Most people (including myself at times) have a hard time understanding this distinction. They give a person a ruler when she needs scissors, or they give scissors when a person already has a pair.
Example: I often get emails from Barnes & Noble with 15% discounts on books. These emails are supposed to be incentives for me to come to the store or check out books online.
But if I'm not currently looking for books, then the emails just become a waste of space in my inbox. Here the discounts would be helpful if I needed to buy a book, but they aren't particularly useful to me because I don't need a book. And so I usually delete the emails.
Contrast this with Amazon, who rarely sends me discounts, but who does email me recommendations for books based on previous books I've bought. This, to me, is useful because if I bought a book on email marketing, for example, and didn't like it, I could check their list of recommendations and maybe I'll find another book. As a result, I end up keeping a lot of their emails in my inbox.

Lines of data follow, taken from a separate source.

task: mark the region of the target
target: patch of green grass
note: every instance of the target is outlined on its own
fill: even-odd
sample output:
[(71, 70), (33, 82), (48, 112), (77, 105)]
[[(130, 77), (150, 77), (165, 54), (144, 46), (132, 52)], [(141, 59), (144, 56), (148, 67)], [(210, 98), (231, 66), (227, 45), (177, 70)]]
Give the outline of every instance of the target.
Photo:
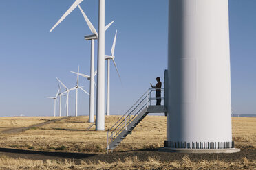
[(55, 150), (56, 150), (56, 151), (64, 151), (64, 150), (67, 150), (67, 147), (64, 145), (62, 145), (60, 147), (55, 148)]
[(17, 145), (10, 145), (10, 147), (11, 148), (19, 148), (19, 147)]
[(34, 149), (34, 147), (29, 147), (28, 149)]

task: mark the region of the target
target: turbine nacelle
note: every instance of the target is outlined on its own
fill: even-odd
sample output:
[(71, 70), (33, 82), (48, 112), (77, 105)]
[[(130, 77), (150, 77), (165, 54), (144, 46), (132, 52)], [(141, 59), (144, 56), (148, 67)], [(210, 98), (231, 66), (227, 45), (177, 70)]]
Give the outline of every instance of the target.
[(105, 55), (105, 60), (109, 60), (109, 59), (114, 59), (115, 58), (115, 56), (108, 56), (108, 55)]

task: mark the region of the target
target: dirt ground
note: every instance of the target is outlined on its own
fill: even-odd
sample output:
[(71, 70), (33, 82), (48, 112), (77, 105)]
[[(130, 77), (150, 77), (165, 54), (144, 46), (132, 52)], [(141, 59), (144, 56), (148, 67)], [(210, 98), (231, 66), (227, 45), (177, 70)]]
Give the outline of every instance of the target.
[[(187, 155), (191, 161), (201, 160), (219, 160), (224, 162), (235, 162), (246, 158), (248, 160), (255, 160), (256, 149), (244, 148), (240, 152), (234, 154), (179, 154), (160, 152), (157, 150), (140, 150), (123, 152), (113, 152), (109, 154), (84, 154), (71, 152), (45, 152), (37, 151), (21, 150), (14, 149), (0, 148), (0, 155), (5, 155), (13, 158), (23, 158), (30, 160), (58, 160), (71, 159), (79, 163), (81, 160), (85, 162), (98, 161), (112, 163), (118, 160), (124, 161), (126, 158), (136, 156), (140, 161), (147, 161), (149, 157), (156, 158), (159, 161), (181, 161)], [(255, 167), (256, 168), (256, 167)]]
[[(118, 117), (112, 116), (106, 118), (106, 129), (109, 128)], [(24, 124), (24, 122), (28, 122), (26, 119), (31, 121), (27, 127), (22, 127), (21, 125)], [(57, 120), (52, 118), (43, 120), (41, 118), (34, 117), (8, 119), (0, 118), (0, 125), (2, 125), (2, 131), (0, 134), (0, 161), (3, 161), (3, 162), (6, 164), (4, 168), (0, 165), (0, 169), (15, 169), (17, 167), (14, 165), (10, 167), (8, 163), (8, 160), (11, 158), (14, 158), (15, 161), (23, 159), (32, 160), (32, 162), (30, 162), (32, 165), (34, 164), (33, 161), (49, 163), (49, 160), (56, 160), (63, 162), (66, 167), (67, 161), (72, 162), (78, 167), (85, 166), (85, 164), (88, 163), (86, 169), (88, 167), (88, 169), (96, 169), (96, 167), (89, 165), (92, 162), (94, 162), (93, 165), (99, 164), (97, 169), (127, 169), (125, 165), (129, 162), (130, 165), (132, 165), (134, 158), (137, 163), (133, 169), (148, 169), (152, 163), (149, 161), (149, 158), (153, 159), (153, 163), (151, 165), (154, 165), (155, 167), (149, 168), (151, 169), (156, 169), (156, 167), (158, 168), (157, 169), (169, 169), (169, 167), (167, 169), (164, 167), (165, 162), (179, 162), (180, 165), (177, 165), (178, 167), (182, 166), (182, 162), (186, 162), (186, 167), (191, 167), (193, 164), (199, 162), (200, 165), (197, 165), (197, 167), (202, 167), (204, 168), (211, 167), (204, 165), (207, 163), (207, 166), (212, 165), (215, 166), (217, 169), (223, 169), (223, 167), (225, 169), (228, 167), (228, 169), (237, 169), (241, 167), (242, 169), (256, 169), (256, 118), (233, 119), (233, 140), (235, 147), (241, 149), (241, 152), (234, 154), (159, 152), (157, 149), (163, 145), (163, 143), (160, 142), (164, 141), (166, 137), (166, 118), (156, 116), (146, 117), (134, 129), (132, 134), (128, 136), (113, 152), (105, 154), (107, 132), (87, 130), (85, 127), (90, 125), (87, 123), (85, 124), (87, 119), (87, 117), (61, 118)], [(147, 141), (151, 143), (147, 143)], [(59, 150), (58, 148), (62, 145), (65, 145), (64, 149)], [(3, 160), (3, 156), (8, 158)], [(189, 161), (187, 161), (186, 158), (189, 158)], [(209, 162), (206, 163), (205, 161)], [(217, 162), (217, 161), (220, 162)], [(243, 161), (246, 163), (248, 162), (248, 165), (250, 163), (250, 165), (243, 167), (244, 164), (246, 164)], [(105, 162), (105, 168), (103, 169), (102, 162)], [(219, 164), (222, 162), (226, 162), (226, 165), (220, 166)], [(236, 167), (233, 165), (233, 167), (231, 167), (233, 169), (230, 169), (228, 165), (234, 162), (238, 163)], [(141, 168), (140, 166), (145, 163), (149, 163), (149, 167)], [(18, 166), (19, 162), (15, 164), (15, 166)], [(174, 165), (171, 166), (176, 167), (175, 163), (173, 164)], [(41, 163), (37, 166), (43, 166), (40, 167), (42, 167), (41, 169), (55, 169), (54, 166), (59, 166), (59, 164), (52, 165), (52, 169), (49, 168), (49, 165), (40, 165)], [(70, 167), (65, 167), (65, 169), (85, 169), (85, 167), (74, 169), (74, 165), (72, 166), (69, 165)], [(109, 167), (109, 165), (112, 165), (112, 167)], [(31, 167), (32, 165), (30, 166), (21, 166), (19, 169), (34, 169)], [(115, 168), (115, 166), (121, 167)], [(133, 167), (128, 169), (131, 167)], [(56, 169), (64, 169), (64, 167)]]

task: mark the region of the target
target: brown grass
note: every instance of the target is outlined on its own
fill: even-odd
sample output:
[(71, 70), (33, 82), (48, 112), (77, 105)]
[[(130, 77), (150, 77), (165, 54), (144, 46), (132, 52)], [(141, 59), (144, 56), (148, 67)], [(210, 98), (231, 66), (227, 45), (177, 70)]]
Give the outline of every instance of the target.
[[(120, 116), (106, 117), (107, 130)], [(27, 127), (54, 117), (0, 118), (1, 130)], [(56, 118), (55, 118), (56, 119)], [(0, 147), (11, 147), (40, 151), (65, 151), (86, 153), (105, 152), (107, 132), (89, 131), (88, 117), (70, 117), (41, 127), (32, 128), (18, 134), (0, 134)], [(236, 147), (256, 147), (256, 118), (233, 118), (233, 136)], [(156, 150), (163, 146), (166, 139), (166, 117), (147, 116), (134, 130), (131, 135), (122, 142), (114, 151), (136, 149)], [(246, 169), (254, 167), (255, 160), (246, 158), (237, 162), (221, 160), (191, 161), (186, 156), (182, 161), (160, 162), (158, 158), (149, 158), (141, 162), (136, 157), (127, 158), (114, 163), (85, 162), (77, 165), (70, 160), (30, 160), (0, 156), (0, 169)]]
[(235, 162), (220, 160), (191, 161), (188, 156), (181, 161), (160, 162), (158, 158), (149, 157), (147, 161), (139, 161), (136, 156), (126, 158), (124, 161), (113, 163), (81, 161), (79, 164), (71, 160), (31, 160), (14, 159), (0, 156), (1, 169), (253, 169), (256, 161), (246, 158)]
[[(106, 117), (105, 129), (110, 128), (120, 116)], [(0, 118), (3, 129), (21, 127), (46, 121), (53, 117)], [(18, 134), (0, 134), (0, 147), (41, 151), (100, 153), (107, 146), (107, 132), (89, 131), (88, 117), (70, 117), (41, 127)], [(233, 135), (236, 147), (256, 147), (256, 118), (233, 118)], [(166, 117), (147, 116), (128, 135), (114, 151), (154, 150), (166, 139)], [(58, 149), (61, 147), (65, 149)]]

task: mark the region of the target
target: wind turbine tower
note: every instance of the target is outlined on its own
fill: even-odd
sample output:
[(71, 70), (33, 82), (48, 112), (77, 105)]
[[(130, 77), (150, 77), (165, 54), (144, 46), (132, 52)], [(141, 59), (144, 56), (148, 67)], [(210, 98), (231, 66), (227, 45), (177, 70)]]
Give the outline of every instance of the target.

What people will pay for is usually something that is useful. In the information age, we are bombarded with "helpful" tips on how to do things. But what we are really looking for is something that will teach us how to get the job done - something new, something we've never done before.
It's nice to be helpful, but if you want users - people who are actually going to use your products to create value for themselves - then you have to be useful. Let them do whatever job they need done.